Tips On Translation: Translating Your Business Cards Into A Foreign Language

Handing over your business card is often the first contact between you and a potential customer. There are few better ways to show a customer that you have a genuine interest in them than by having something they can readily understand - such as a business card translated into their language.
When you're translating material so that it can be used by overseas customers it's worth thinking of what information they will benefit from. Translating your marketing material means taking care of everything: your website, brochures and any written material including your business cards.
When you are 'translating your business' into a new language, there are a few things that you may not think of but could be vitally important.
As most business cards just have contact details and title, it may seem like a lot of trouble for some very small changes. However, it does help your business look professional on the international market. Business cards can be the face of your business and are often the first thing that people see, so you want them to be clear, easy to follow - and correct.
The essentials that need translating are anything that might cause confusion (or mirth) when potential overseas customers are looking at your card. This may mean even starting with your company name. Is it offensive, strange or silly in the target language? Hopefully you won't have to change your company name, but it may be worth using a transliteration of your company name in brackets below the name in English, so potential customers at least know how to pronounce it correctly.
When translating your business card, you may consider simplifying it so you do not confuse potential customers. A less cluttered card is less likely to contain translation errors - this will also keep translation costs lower. All that potential customers need to know from your business card is who you are, what your company does and how to contact you. Keeping the card simple and clear has the added benefit of being minimalist and modern looking.
Possibly the most important thing to translate correctly (after your business name and any small points about what your company does) is your job title.
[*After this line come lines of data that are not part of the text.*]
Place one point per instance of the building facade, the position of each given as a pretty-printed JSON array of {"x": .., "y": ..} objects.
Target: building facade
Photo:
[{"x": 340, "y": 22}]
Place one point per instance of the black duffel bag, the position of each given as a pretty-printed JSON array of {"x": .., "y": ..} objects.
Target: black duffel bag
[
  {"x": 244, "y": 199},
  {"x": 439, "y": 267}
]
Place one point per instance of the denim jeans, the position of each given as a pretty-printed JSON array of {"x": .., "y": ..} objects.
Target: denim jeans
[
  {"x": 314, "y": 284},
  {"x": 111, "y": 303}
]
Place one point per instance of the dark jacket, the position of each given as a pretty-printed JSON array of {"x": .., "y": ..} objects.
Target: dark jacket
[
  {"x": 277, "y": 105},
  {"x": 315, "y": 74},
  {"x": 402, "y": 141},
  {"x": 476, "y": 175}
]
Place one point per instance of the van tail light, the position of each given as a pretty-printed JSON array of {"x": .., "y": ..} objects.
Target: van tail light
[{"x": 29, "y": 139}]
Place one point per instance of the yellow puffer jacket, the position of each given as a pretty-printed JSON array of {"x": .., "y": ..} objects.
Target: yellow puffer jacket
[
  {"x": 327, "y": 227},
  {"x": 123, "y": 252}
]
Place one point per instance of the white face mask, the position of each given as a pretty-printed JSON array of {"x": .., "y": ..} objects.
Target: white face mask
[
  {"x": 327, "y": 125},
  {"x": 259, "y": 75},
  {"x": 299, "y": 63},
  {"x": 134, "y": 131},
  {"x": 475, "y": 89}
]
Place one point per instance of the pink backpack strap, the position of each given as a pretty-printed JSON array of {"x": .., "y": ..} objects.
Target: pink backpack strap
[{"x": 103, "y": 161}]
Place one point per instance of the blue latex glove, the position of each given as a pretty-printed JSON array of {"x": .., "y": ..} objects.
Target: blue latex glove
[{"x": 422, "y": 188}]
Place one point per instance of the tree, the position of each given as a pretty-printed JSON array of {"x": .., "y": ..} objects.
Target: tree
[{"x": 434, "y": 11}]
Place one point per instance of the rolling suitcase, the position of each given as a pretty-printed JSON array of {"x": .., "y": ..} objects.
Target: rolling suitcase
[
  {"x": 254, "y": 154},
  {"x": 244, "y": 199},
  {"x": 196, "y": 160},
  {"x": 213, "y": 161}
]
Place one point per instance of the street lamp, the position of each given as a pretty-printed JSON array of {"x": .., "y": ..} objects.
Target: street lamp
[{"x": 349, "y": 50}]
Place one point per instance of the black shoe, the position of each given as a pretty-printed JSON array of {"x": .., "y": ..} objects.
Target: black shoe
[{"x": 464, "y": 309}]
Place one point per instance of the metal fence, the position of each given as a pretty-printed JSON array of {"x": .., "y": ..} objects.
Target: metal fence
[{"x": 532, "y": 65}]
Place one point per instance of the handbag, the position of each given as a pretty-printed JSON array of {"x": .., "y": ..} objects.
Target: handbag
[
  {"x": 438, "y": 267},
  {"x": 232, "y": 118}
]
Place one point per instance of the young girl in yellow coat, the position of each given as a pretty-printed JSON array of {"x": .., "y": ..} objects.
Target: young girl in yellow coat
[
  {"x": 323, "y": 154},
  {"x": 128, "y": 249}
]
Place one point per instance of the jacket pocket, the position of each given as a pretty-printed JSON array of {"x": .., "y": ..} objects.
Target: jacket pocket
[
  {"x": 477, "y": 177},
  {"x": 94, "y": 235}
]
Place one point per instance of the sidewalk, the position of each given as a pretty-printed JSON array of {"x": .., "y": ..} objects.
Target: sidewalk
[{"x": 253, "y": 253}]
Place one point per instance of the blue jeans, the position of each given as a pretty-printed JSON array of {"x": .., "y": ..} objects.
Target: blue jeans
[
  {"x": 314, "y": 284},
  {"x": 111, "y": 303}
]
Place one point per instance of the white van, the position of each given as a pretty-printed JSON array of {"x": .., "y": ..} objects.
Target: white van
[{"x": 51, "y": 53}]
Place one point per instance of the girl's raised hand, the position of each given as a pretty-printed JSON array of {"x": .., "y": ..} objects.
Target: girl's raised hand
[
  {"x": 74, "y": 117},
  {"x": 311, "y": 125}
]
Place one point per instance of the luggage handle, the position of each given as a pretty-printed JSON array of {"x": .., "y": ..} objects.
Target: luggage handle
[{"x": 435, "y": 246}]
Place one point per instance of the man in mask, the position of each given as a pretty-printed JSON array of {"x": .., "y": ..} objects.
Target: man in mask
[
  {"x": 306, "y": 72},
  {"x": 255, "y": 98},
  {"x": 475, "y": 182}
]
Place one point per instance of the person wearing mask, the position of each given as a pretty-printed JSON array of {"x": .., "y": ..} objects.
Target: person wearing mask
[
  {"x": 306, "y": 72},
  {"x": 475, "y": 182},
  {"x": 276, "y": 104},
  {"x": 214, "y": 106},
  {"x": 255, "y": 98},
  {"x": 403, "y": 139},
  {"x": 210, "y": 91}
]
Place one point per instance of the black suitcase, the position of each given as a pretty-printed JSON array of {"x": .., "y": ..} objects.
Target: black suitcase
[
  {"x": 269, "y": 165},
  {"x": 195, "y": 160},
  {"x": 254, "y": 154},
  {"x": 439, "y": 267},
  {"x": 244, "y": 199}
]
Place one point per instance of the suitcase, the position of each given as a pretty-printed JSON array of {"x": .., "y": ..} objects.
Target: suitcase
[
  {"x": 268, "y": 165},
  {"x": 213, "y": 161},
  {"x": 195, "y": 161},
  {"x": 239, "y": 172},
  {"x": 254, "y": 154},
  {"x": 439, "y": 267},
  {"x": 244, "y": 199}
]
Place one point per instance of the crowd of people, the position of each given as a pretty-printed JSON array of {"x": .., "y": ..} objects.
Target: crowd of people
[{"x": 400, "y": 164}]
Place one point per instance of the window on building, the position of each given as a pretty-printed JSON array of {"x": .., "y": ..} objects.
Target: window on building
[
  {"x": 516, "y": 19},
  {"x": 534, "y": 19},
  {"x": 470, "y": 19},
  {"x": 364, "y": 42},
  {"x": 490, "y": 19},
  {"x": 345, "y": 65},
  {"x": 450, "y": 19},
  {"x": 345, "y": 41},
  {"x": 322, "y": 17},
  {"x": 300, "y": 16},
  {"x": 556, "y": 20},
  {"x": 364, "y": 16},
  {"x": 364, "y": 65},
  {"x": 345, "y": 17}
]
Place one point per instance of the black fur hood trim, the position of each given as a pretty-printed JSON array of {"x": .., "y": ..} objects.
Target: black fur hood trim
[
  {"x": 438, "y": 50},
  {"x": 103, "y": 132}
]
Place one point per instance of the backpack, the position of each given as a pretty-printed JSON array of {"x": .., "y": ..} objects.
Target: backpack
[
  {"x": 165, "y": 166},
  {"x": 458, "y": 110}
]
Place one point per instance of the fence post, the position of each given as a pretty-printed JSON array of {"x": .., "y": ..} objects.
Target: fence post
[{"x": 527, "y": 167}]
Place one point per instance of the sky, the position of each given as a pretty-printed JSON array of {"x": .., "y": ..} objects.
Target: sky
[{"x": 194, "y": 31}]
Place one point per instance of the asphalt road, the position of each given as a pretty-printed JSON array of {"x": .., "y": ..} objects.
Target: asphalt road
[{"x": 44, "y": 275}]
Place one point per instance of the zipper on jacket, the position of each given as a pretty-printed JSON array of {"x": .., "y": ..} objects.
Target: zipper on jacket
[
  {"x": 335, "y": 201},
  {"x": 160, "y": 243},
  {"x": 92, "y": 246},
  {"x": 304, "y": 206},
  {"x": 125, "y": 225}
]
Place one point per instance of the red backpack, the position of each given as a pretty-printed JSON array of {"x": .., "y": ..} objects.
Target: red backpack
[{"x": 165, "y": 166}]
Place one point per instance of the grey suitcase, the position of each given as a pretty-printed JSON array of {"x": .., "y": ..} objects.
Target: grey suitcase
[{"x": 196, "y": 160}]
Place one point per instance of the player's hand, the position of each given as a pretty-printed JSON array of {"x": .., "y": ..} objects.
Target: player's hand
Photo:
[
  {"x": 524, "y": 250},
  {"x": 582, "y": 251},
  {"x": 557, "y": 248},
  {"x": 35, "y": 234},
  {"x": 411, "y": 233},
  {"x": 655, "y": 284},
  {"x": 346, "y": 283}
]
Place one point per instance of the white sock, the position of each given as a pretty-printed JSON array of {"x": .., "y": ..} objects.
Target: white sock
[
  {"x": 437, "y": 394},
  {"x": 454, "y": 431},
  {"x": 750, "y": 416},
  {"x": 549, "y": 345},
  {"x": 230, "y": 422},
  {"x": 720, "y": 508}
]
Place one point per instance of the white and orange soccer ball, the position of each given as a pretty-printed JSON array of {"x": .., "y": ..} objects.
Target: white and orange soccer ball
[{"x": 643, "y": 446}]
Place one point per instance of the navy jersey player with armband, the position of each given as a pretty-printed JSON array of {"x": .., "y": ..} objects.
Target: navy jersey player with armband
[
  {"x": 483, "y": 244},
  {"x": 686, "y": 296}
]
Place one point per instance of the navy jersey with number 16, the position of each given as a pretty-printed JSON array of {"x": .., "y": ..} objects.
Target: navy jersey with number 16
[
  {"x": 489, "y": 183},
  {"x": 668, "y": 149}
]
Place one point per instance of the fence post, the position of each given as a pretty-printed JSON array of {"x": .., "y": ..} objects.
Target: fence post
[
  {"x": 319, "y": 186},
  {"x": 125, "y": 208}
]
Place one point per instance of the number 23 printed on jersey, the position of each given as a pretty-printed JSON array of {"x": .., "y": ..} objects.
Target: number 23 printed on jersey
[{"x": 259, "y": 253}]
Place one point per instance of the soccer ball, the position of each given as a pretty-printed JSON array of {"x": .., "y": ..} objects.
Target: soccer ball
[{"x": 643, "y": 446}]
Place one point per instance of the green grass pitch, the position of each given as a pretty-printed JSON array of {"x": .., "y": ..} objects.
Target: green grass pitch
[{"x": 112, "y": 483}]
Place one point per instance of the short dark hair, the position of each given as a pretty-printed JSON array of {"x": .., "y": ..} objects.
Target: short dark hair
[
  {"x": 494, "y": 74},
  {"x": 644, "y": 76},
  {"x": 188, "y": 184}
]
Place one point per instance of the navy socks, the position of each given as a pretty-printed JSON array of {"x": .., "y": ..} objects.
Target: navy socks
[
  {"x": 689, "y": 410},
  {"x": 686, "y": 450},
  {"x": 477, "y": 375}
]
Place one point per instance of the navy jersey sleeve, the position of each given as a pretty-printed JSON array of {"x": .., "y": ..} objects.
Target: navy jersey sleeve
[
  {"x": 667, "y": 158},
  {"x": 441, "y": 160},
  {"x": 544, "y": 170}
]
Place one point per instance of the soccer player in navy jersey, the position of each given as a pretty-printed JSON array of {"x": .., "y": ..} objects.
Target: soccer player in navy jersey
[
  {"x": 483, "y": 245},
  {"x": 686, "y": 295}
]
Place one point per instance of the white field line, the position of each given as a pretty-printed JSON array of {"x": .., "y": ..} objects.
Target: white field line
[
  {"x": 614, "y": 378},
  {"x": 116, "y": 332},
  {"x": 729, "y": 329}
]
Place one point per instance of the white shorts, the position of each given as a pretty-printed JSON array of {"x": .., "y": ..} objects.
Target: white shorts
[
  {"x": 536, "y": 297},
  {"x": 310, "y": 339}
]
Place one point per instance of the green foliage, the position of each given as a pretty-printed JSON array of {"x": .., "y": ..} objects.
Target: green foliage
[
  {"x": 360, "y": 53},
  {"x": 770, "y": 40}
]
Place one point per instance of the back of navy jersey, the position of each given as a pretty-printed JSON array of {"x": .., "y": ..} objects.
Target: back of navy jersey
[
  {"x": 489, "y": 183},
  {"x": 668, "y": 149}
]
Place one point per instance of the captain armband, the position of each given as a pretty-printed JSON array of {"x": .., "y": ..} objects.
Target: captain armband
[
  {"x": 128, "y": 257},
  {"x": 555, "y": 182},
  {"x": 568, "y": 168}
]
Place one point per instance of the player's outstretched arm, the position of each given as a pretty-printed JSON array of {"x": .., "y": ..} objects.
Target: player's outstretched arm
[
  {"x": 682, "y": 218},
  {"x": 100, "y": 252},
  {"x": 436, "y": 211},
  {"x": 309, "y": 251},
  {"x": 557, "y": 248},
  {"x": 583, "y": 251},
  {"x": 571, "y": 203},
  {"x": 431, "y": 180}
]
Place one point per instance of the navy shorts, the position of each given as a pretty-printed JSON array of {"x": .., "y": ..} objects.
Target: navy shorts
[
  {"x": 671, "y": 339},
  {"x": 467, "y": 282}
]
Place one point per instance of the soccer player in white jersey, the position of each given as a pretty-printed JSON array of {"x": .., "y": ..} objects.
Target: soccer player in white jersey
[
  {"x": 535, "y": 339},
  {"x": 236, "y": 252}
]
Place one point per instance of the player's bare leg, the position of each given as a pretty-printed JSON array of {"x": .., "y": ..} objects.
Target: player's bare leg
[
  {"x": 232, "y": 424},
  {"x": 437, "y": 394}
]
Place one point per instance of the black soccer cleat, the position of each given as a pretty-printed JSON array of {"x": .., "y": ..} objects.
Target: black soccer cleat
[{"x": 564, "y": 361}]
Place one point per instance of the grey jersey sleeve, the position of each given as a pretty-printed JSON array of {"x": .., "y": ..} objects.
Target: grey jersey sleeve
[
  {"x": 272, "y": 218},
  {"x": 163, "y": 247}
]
If your title is complicated or long-winded it may be worth simplifying it. Check that your translator has adequate knowledge of what you do so they don't assume your title means one thing, when really it means another.
Each language has variants; it's worth noting these differences when translating your business card. For example, German spoken in Germany may vary to German spoken in Switzerland, as may Traditional Chinese (Taiwan) and Simplified Chinese (mainland China). If this is the case, you may consider having a number of German or Chinese versions, for example.
Your company will have thought very carefully about the design and the colours used for company logos, graphics and images. These are things that can also be 'translated'; western ideals and styles are likely to be quite different to Chinese or Japanese, for example, where even colours (especially red, gold and white) can have connotations.